Err....  Hip hop hapkido?  Operatic kung fu?   I'm pretty sure realism is already out the door.


----------



## Daniel_BMS (Aug 17, 2017)

Indeed.  The motion capture actors will all have to agree to make their martial arts styles dynamic, accessible, and unique.  I'm getting several ideas right now for motion capture actors.  Feel free to suggest any.


----------



## drop bear (Aug 17, 2017)

lateef crowder is probably mr capoeira. In an acting sense.


----------



## drop bear (Aug 18, 2017)

for muay thai or kick boxing saenchai.


----------



## Daniel_BMS (Aug 19, 2017)

Re-linked Lateef Crowder and added Saenchai


----------



## FighterTwister (Sep 7, 2017)

*Filopino Martial Arts*







*Aiki-Jiu-Jitsu*







You already mentioned JKD/Wing Chun you are asking allot if you are talking realism, please tell me you are from EA GAMES / UFC game development group

Otherwise I don't really like your chances of success to have a complete realistic martial art sim / strategy video game and I hope its for PC.

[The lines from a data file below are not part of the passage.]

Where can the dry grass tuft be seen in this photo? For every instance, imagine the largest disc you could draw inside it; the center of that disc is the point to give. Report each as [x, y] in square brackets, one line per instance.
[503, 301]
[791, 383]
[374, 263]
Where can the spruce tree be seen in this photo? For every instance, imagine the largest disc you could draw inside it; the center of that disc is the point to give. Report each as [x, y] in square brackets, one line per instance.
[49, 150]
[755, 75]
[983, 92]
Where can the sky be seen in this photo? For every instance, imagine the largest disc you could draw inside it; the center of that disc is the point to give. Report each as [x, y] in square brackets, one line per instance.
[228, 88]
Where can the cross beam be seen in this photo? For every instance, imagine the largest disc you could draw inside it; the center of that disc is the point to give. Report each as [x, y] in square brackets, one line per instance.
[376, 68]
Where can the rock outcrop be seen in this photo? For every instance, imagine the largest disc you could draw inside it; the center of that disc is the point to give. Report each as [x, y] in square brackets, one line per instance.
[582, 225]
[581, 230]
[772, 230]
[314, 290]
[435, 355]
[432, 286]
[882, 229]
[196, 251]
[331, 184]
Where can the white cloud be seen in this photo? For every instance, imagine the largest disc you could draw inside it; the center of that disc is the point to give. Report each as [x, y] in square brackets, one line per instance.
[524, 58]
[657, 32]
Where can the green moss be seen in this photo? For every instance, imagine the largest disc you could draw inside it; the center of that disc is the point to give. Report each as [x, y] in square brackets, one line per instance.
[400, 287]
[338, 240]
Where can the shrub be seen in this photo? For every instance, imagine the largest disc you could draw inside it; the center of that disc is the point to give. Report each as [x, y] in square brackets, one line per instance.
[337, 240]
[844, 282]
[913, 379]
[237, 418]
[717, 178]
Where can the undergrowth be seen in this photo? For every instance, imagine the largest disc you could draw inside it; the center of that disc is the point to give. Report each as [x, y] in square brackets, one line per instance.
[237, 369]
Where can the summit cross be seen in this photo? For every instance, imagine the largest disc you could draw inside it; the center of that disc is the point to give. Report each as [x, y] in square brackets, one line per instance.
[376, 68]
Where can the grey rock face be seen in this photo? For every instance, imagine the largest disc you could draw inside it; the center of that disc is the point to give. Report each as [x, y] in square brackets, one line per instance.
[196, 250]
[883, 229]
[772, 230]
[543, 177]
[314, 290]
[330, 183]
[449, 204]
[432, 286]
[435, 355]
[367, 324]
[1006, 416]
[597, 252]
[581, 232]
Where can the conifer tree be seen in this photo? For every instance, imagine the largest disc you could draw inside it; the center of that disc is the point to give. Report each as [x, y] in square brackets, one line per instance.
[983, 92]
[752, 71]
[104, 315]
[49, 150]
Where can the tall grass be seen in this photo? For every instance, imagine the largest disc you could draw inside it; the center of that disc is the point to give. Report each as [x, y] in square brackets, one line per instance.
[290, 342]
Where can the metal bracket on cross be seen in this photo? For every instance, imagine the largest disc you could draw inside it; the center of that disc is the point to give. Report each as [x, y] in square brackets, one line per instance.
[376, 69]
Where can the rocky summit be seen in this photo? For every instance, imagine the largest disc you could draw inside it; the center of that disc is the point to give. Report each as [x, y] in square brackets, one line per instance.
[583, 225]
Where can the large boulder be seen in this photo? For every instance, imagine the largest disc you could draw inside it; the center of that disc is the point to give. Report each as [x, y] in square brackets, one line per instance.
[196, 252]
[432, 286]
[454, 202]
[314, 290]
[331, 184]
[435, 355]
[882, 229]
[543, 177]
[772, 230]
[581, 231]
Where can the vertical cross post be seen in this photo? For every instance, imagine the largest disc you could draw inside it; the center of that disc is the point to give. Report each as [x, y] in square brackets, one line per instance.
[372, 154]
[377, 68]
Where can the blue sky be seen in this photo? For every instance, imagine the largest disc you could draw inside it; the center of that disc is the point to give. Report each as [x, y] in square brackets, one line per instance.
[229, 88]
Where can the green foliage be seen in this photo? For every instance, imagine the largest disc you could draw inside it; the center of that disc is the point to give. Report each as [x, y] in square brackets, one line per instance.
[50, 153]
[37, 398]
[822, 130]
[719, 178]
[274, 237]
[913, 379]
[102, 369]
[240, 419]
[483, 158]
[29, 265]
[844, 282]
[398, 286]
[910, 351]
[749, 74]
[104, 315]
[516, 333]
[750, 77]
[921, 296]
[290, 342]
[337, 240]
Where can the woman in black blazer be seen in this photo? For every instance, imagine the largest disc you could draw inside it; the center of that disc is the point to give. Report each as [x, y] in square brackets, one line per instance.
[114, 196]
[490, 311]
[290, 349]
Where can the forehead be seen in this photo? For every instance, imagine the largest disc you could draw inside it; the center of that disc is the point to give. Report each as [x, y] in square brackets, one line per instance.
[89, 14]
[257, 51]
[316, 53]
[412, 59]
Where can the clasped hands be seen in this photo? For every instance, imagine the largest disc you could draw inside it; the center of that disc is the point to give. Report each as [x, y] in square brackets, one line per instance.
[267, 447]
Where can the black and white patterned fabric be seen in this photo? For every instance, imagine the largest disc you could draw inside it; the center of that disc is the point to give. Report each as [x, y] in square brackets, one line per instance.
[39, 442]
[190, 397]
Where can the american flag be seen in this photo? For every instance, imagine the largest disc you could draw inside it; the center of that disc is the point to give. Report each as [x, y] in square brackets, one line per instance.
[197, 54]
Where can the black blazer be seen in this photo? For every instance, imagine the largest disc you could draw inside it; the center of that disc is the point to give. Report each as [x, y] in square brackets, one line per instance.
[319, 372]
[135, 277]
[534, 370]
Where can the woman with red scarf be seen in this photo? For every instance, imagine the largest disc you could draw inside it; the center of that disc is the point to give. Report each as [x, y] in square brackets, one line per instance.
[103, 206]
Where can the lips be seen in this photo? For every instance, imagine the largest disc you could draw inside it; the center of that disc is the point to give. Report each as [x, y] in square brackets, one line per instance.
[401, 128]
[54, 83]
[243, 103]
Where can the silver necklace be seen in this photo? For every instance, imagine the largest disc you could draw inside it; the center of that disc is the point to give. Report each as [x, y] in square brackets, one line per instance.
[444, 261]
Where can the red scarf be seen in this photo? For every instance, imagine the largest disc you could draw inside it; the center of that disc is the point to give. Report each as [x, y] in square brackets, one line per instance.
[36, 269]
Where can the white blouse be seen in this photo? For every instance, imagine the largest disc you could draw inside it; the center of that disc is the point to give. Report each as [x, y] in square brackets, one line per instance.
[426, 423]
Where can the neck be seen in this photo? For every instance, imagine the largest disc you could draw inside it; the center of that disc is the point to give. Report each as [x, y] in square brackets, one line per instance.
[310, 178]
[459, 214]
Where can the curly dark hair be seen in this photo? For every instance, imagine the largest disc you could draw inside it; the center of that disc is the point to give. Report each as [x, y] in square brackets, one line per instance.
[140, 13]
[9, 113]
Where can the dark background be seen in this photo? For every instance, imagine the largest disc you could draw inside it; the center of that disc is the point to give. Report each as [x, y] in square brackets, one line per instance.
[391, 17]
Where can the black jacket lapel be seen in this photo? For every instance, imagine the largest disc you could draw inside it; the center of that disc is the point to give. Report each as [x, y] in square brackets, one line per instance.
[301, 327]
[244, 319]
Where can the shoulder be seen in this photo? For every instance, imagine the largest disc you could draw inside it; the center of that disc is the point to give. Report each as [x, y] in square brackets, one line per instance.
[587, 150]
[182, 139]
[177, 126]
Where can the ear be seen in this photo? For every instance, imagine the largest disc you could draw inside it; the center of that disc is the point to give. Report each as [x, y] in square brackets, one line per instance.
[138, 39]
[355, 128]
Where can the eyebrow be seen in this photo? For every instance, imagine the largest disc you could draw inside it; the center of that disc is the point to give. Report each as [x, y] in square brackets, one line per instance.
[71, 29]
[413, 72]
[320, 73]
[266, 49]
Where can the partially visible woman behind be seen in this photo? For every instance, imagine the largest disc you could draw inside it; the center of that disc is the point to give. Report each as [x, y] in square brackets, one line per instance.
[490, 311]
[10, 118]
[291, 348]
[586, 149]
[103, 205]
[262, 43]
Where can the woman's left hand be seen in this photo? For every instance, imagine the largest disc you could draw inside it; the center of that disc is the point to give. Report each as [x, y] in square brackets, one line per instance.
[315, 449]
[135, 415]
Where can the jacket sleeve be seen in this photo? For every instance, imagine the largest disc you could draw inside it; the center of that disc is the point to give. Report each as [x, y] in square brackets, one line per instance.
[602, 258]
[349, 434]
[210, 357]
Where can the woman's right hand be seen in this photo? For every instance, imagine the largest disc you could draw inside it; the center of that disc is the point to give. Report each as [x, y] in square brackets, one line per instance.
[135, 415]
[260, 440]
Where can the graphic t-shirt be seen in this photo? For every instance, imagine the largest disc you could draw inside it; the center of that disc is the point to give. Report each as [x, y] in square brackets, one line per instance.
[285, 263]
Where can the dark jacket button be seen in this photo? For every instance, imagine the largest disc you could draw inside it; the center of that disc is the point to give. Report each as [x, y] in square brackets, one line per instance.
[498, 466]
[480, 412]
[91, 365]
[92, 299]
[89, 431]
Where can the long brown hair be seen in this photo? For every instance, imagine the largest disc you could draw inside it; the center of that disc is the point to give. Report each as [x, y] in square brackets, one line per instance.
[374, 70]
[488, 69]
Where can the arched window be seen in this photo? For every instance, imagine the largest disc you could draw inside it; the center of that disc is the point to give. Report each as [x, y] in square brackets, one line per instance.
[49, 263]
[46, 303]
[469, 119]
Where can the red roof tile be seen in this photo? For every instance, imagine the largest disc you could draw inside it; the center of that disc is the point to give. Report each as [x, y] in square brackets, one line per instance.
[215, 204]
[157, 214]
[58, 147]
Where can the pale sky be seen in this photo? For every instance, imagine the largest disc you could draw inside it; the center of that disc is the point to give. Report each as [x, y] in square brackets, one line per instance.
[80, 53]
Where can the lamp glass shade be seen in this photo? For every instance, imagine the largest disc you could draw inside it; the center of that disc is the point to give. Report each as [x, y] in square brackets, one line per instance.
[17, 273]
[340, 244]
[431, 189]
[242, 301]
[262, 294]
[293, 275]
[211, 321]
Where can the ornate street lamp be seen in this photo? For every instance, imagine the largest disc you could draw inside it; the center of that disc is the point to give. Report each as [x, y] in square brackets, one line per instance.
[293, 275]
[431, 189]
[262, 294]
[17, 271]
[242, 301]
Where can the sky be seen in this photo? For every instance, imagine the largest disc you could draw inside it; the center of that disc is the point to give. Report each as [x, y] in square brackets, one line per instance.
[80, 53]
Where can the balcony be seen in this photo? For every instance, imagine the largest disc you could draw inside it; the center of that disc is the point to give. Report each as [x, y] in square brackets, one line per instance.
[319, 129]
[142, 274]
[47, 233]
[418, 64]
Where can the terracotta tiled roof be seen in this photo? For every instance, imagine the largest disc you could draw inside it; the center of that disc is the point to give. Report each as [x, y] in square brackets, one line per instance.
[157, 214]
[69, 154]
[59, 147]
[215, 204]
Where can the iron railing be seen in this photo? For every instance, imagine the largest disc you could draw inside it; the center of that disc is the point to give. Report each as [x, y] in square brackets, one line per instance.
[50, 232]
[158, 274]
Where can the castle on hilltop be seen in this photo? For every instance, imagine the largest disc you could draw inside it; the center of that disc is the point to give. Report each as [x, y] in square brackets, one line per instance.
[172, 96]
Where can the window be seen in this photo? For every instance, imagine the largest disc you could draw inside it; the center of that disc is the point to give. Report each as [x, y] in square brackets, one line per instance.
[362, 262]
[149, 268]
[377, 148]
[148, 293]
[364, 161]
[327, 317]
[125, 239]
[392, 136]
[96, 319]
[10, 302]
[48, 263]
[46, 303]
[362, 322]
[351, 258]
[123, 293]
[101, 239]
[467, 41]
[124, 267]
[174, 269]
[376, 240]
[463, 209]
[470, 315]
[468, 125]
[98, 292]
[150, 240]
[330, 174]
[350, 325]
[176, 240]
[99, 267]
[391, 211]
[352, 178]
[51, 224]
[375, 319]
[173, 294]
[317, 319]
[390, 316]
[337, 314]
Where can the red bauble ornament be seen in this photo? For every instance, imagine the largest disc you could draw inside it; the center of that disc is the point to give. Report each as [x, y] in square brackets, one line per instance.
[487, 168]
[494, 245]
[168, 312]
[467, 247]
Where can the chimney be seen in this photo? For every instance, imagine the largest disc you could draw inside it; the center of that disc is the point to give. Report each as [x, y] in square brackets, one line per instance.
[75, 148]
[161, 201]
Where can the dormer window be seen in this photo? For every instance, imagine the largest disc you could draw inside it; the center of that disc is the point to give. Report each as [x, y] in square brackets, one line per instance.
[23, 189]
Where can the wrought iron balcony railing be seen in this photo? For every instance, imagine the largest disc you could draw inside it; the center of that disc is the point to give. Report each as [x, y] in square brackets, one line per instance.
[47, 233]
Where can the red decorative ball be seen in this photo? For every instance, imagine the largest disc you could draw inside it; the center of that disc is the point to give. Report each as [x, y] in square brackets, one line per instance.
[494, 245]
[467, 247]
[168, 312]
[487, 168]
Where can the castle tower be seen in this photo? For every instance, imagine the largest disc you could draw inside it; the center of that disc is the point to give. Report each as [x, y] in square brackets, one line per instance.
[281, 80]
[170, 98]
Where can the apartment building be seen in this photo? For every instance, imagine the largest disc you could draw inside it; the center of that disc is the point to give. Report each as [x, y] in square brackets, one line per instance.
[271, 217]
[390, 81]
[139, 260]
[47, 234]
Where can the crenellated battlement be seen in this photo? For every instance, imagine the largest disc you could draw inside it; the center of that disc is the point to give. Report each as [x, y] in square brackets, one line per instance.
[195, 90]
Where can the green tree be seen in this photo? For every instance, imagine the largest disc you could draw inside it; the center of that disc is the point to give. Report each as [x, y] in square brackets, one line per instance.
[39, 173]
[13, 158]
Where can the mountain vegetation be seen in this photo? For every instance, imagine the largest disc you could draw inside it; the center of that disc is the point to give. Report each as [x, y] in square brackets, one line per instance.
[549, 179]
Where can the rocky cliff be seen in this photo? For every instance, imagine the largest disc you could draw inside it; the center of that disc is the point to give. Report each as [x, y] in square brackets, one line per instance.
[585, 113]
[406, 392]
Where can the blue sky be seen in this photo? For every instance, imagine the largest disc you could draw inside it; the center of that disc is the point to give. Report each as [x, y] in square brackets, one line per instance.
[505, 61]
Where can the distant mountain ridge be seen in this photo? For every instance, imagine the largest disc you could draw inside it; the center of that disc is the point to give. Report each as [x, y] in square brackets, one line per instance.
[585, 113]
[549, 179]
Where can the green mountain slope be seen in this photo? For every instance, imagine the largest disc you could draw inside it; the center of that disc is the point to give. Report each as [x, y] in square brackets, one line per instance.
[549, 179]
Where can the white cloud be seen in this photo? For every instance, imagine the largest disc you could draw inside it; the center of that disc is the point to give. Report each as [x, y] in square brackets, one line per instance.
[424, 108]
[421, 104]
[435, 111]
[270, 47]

Well I would really like to see those in a game let us know more about this.


----------



## Martial D (Sep 7, 2017)

Steve said:


> Err....  Hip hop hapkido?  Operatic kung fu?   I'm pretty sure realism is already out the door.


What do you mean? I trained in warrior wing chun for years. Now I stick to mega Mui Thai and Krazy karate.


----------